Aqeel bin Saeed Al Anzi, a Saudi political analyst, warned that "the U.S. scheme seems to target Muslims only. The world's countries, especially the Arab and Islamic ones, must not comply with what Washington attempts to impose. "They should instead thoroughly study the implications of this coalition, which is being dictated by Bush who threatens to regard any country which rejects or expresses reservation over his orders as a foe of the U.S.," he noted. He added: "All Arab countries wish to cooperate with the international community to eliminate terrorism. However, this should not be the U.S. approach which gives no one a chance to think about or study the type and goals of such a coalition."

Bush, he said, wanted the world's countries to follow him like sheep or be punished. Al Anzi noted that he believed Washington had revealed its ugly face after last Tuesday's attacks. "The U.S. uses the Arab and Islamic countries to execute its goals. The American forces in the Gulf have now become a sign of pressure being put on these countries to comply with what Washington sees appropriate, giving them no time for thinking."

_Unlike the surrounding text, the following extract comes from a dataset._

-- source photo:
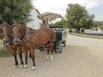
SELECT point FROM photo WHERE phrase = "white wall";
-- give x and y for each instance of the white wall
(35, 22)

Al Anzi said that no country in the region will allow U.S. troops to use its land to launch attacks against any Arab or Islamic country, unless this happens under extreme pressure. He stressed that the U.S. military intervention to liberate Kuwait cannot be likened to the so-called coalition to eradicate terrorism. The coalition's goals are indefinite, and give it a mandate to launch attacks against any country at any time. Al Anzi expressed the hope that the Arab officials will convince Bush that any coalition that groups their countries together should be an international one under the UN umbrella. "Under such a coalition, no country, including the U.S., should have the right to act on its own. Any other form of coalition creates a tide of hatred against Washington and its allies."